El clima político en Sinaloa ha tomado un nuevo giro inesperado. El gobernador Rubén Rocha Moya, quien había anunciado su regreso al cargo tras una ausencia de 112 días, ha decidido solicitar nuevamente una licencia por tiempo indefinido para separarse del puesto. Esta decisión, comunicada el 22 de agosto de 2026 a través de sus redes sociales, sorprende e intriga a la opinión pública tras la reciente controversia que involucró su mandato.
La licencia fue solicitada mediante un oficio dirigido a Manuel de Jesús Guerrero Verdugo, presidente de la Diputación Permanente del Congreso del Estado. En él, Rocha Moya hace referencia al artículo 50, fracción VIII, de la Constitución Política del Estado de Sinaloa, indicando que desea una “licencia temporal con carácter indefinido por más de treinta días”. Esta nueva petición contrasta notablemente con su anuncio previo del 21 de agosto, cuando había reafirmado su compromiso con la gubernatura, afirmando que regresaba para concluir el mandato que se extiende hasta el 31 de octubre de 2027.
Las tensiones parecen haber surgido tras críticas tanto de Claudia Sheinbaum, presidenta del gobierno federal, como de dirigentes de su propio partido, Morena. Sheinbaum enfatizó que México merece funcionarios que entiendan que los cargos son pasajeros y que la aspiración personal no debe sobreponerse al bienestar de la población. Este comentario siguió a la decisión inicial de Rocha Moya de volver a asumir el poder, un movimiento que ni siquiera fue consultado con los líderes del partido, lo que generó una palpable distancia entre ellos.
El contexto de esta situación es crucial. Rocha Moya se había alejado de su cargo en mayo tras ser acusado de supuestos vínculos con el Cártel de Sinaloa, acusaciones que él ha desmentido. En ese momento, justificó su decisión indicando que buscaba permitir que la Fiscalía General de la República (FGR) realizara investigaciones sin interferencias. Sin embargo, su regreso al gobierno no fue bien recibido y provocó cuestionamientos tanto por parte de la oposición como dentro de su propio partido.

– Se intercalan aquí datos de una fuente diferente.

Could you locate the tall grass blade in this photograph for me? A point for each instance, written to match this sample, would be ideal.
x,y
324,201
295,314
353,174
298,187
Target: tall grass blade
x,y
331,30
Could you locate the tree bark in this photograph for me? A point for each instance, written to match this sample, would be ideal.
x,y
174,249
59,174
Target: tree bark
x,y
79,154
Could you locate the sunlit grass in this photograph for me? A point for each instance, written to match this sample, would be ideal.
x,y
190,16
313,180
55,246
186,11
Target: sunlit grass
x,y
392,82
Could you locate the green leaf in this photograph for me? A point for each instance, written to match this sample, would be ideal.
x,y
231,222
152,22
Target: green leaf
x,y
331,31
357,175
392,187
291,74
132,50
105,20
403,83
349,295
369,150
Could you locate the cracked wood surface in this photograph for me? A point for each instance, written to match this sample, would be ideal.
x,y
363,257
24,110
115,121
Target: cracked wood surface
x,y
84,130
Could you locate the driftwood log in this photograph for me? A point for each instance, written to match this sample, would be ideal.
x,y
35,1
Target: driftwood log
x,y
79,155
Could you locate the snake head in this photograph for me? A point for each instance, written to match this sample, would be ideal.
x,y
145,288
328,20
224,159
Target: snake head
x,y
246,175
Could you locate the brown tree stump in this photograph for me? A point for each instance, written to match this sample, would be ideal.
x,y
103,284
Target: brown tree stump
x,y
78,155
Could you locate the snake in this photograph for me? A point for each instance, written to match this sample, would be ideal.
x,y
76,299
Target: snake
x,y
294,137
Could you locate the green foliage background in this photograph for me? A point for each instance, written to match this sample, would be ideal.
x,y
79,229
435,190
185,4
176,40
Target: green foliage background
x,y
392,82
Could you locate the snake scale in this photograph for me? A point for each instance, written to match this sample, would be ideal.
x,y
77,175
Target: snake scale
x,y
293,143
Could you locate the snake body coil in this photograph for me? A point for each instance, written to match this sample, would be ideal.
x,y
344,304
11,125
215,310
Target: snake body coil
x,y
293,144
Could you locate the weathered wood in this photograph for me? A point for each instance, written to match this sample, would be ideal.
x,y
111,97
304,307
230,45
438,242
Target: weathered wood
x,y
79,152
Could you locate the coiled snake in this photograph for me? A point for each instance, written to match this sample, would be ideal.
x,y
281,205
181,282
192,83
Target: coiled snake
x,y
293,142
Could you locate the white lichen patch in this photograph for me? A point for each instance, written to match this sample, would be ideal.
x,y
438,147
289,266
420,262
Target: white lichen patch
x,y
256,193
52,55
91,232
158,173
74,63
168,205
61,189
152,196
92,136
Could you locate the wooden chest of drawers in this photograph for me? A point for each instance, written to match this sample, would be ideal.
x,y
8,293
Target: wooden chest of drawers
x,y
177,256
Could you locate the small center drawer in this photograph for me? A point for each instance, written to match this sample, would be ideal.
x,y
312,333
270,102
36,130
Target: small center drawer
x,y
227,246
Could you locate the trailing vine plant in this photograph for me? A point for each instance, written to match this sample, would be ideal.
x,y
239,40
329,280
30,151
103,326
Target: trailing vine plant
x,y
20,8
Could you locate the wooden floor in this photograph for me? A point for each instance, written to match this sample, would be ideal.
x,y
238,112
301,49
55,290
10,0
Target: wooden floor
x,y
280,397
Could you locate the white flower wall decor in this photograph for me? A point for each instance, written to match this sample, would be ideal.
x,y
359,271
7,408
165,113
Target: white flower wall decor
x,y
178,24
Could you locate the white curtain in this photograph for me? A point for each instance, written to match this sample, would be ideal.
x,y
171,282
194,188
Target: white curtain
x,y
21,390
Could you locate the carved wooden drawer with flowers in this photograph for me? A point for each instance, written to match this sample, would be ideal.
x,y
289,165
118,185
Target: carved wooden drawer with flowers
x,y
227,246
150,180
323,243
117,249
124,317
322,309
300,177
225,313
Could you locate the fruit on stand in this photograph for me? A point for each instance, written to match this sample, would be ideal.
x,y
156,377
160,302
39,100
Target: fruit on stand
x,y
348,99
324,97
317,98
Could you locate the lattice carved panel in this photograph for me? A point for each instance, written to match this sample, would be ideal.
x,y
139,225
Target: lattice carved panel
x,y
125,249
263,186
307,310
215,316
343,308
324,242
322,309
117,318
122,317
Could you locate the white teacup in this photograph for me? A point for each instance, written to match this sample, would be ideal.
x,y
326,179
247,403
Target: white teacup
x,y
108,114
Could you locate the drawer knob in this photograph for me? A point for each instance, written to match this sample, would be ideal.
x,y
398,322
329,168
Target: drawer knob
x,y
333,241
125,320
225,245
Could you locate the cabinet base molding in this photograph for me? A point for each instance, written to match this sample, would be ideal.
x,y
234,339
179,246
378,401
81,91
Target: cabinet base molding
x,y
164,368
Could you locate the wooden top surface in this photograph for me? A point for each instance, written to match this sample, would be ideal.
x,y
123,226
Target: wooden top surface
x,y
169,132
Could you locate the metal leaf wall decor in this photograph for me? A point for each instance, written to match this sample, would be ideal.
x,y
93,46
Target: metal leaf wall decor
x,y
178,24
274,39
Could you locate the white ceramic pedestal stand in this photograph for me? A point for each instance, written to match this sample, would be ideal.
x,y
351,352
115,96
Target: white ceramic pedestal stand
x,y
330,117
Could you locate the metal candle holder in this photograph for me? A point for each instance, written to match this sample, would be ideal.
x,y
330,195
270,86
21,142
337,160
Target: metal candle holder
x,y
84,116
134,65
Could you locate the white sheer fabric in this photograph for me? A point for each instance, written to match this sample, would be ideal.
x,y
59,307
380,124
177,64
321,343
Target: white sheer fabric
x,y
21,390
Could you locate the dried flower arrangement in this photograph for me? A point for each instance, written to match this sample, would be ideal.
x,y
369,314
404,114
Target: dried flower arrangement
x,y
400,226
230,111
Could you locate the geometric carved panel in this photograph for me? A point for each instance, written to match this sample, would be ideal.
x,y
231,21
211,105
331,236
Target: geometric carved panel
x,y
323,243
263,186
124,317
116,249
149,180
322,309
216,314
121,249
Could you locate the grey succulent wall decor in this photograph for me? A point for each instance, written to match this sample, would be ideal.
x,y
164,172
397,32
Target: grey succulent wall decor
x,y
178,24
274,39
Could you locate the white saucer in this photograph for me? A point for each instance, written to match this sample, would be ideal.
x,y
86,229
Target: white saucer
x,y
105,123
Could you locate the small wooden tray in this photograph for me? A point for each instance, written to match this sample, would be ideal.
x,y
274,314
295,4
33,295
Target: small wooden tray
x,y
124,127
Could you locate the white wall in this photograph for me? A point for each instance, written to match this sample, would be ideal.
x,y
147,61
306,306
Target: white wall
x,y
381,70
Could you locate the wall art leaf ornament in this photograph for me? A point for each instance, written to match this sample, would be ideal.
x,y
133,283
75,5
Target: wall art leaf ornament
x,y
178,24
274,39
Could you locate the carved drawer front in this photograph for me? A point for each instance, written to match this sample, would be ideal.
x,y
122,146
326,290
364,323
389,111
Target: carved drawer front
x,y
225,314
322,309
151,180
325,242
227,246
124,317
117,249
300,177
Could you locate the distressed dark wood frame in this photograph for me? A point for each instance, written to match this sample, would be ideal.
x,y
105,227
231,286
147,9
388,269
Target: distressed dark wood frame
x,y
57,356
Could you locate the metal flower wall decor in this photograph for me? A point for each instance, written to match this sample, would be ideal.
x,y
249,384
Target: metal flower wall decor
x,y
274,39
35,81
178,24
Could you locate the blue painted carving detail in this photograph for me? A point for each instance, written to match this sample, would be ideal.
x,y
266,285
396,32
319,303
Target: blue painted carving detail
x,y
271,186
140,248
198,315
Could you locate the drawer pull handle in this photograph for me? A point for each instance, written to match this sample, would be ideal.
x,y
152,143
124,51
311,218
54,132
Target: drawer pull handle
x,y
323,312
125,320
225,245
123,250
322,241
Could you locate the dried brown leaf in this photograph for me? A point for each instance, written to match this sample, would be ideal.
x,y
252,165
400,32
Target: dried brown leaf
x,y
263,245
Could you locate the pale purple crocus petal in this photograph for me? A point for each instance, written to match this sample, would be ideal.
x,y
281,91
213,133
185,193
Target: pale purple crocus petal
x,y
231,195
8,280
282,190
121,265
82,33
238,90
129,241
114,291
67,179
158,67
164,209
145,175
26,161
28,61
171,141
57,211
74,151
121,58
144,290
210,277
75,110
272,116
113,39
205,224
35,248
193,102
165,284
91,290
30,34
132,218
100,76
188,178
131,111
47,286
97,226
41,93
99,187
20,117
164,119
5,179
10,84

Ahora, tras el eco de las críticas y el descontento interno, Rocha Moya ha optado por una nueva licencia, reiterando en su comunicado que “Sinaloa, la nación y el movimiento de transformación están por encima de todo”. Este es un punto crucial para entender el dinamismo de la política en Sinaloa, donde las decisiones de los líderes políticos no solo influyen en su futuro, sino que también reconfiguran las relaciones dentro de sus propios partidos.
Con esta nueva medida, corresponderá al Congreso estatal evaluar y proceder según lo estipulado por la Constitución local, en un ambiente donde la incertidumbre y las controversias parecen ser parte del paisaje político habitual. La decisión de Rocha Moya señala no solo la fragilidad de las alianzas políticas, sino también la importancia de mantener la confianza en las instituciones y el gobierno local en un contexto tan volátil.